04 June 2006

Touch

When a poet writes – creates – she's at her very best – settled, connected and inspired enough to write about more than what is immediately apparent. She enters the imagination. This is not a self-made world of imaginings and idle make-believe (although I love that term) but the world of energy. Feelings, nuances, subtleties, glimmers, intuitings – all the product of the interaction between her energy and other energies – when another energy inhabits her space as her energy inhabits its. This is the realm of touch – what my teacher calls the miracle of touch – skin on skin – energy on energy – the great sustainer and nourisher.
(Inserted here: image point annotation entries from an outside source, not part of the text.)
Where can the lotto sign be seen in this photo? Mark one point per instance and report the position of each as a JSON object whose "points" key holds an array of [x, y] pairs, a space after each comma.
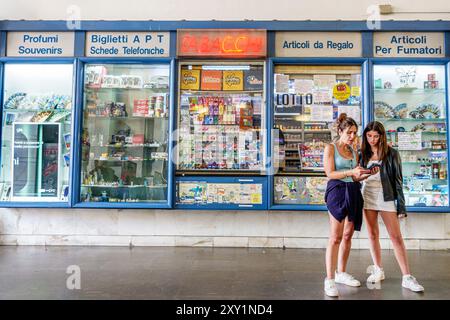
{"points": [[341, 91]]}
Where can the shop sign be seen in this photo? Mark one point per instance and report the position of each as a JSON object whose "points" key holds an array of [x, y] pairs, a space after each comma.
{"points": [[221, 43], [341, 91], [318, 44], [127, 44], [40, 44], [408, 44]]}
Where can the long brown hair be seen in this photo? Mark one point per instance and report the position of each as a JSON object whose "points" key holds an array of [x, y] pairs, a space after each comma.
{"points": [[383, 148], [343, 122]]}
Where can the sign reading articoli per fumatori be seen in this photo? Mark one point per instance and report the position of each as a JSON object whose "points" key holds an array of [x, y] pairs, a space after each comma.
{"points": [[233, 43], [318, 44], [408, 44], [40, 44], [127, 44]]}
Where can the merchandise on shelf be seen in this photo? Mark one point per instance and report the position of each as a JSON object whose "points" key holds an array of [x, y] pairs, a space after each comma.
{"points": [[417, 127], [220, 130], [125, 134]]}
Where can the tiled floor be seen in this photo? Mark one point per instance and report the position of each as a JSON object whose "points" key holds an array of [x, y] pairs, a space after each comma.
{"points": [[204, 273]]}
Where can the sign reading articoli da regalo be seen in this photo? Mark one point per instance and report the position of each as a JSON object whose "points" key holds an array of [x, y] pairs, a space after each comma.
{"points": [[224, 43], [408, 44]]}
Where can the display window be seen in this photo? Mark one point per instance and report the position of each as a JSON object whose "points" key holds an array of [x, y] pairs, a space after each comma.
{"points": [[36, 132], [306, 103], [410, 101], [125, 133], [221, 117]]}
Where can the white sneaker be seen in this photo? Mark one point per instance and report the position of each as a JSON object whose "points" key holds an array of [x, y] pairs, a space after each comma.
{"points": [[409, 282], [347, 279], [376, 274], [330, 288]]}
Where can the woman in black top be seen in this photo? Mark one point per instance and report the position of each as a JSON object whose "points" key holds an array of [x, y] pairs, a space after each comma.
{"points": [[383, 194]]}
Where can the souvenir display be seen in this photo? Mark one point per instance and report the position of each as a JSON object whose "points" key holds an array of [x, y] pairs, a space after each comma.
{"points": [[307, 101], [37, 113], [417, 127], [125, 133]]}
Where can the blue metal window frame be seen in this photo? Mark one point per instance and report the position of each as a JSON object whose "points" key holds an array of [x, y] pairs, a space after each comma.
{"points": [[20, 60], [172, 26], [227, 179], [412, 61], [169, 62], [273, 62]]}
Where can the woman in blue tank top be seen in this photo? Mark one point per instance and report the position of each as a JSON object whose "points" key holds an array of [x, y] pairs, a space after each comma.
{"points": [[344, 202]]}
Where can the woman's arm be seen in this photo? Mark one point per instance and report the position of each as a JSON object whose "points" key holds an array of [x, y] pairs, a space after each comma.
{"points": [[329, 166], [364, 174], [398, 178]]}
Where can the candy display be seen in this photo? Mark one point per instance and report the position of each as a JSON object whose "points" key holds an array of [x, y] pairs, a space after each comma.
{"points": [[218, 130], [125, 134], [419, 116]]}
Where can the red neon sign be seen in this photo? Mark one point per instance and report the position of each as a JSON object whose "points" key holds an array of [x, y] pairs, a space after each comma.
{"points": [[222, 43]]}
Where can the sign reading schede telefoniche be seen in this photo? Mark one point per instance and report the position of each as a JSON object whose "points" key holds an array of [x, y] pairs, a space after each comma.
{"points": [[40, 44], [408, 44], [318, 44], [127, 44]]}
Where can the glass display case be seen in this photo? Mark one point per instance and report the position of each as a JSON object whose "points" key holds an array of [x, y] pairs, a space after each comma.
{"points": [[410, 101], [307, 102], [220, 119], [125, 134], [228, 192], [36, 132]]}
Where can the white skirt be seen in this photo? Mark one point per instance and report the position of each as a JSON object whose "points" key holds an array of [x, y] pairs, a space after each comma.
{"points": [[373, 200]]}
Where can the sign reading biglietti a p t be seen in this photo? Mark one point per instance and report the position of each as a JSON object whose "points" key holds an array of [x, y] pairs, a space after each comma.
{"points": [[127, 44], [40, 44], [408, 44], [318, 44]]}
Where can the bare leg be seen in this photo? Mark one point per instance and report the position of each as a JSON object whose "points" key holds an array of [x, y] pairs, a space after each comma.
{"points": [[346, 245], [393, 227], [336, 231], [374, 235]]}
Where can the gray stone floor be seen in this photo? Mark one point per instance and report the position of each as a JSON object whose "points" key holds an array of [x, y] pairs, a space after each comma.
{"points": [[205, 273]]}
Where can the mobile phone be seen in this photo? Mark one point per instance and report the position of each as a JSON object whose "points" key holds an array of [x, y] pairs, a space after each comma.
{"points": [[374, 165]]}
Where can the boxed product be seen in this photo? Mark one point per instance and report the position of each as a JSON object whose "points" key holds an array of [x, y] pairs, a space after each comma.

It is perhaps the most important thing in life – affection – something in you seeping and melting in equal measure so that boundaries really do disappear and those blending fringes – where one becomes the other – the place of magic and transformation – bleed into your entirety. This is what I feel when I work with my teacher. There is no part of him that isn't me, but equally there is no part of him that isn't touched – affected and infected – by any other impinging on his energy for whatever reason. This makes for an immense richness, especially since he actively keeps alive all memories – his past is as present to him as what happens now – as, in a very real way, is his future. It is the only way to effectively yield – to be total in your awareness and be in the event before it happens, or to have the event in you. We are all meeting places of so much and the aim of Heartwork is to awaken that muchness so that our essential nature, which tinges and rings through all of it, knows its vital place in the world and gradually develops the strength and confidence to enter more thoroughly that world through the skin and hearts of other energy beings. Everything is an energy being, including the air you breathe and the water you drink, and the thing in you that actively improves the energy of that being we call respect. Without it there is no yielding, no communication, only force and oppression.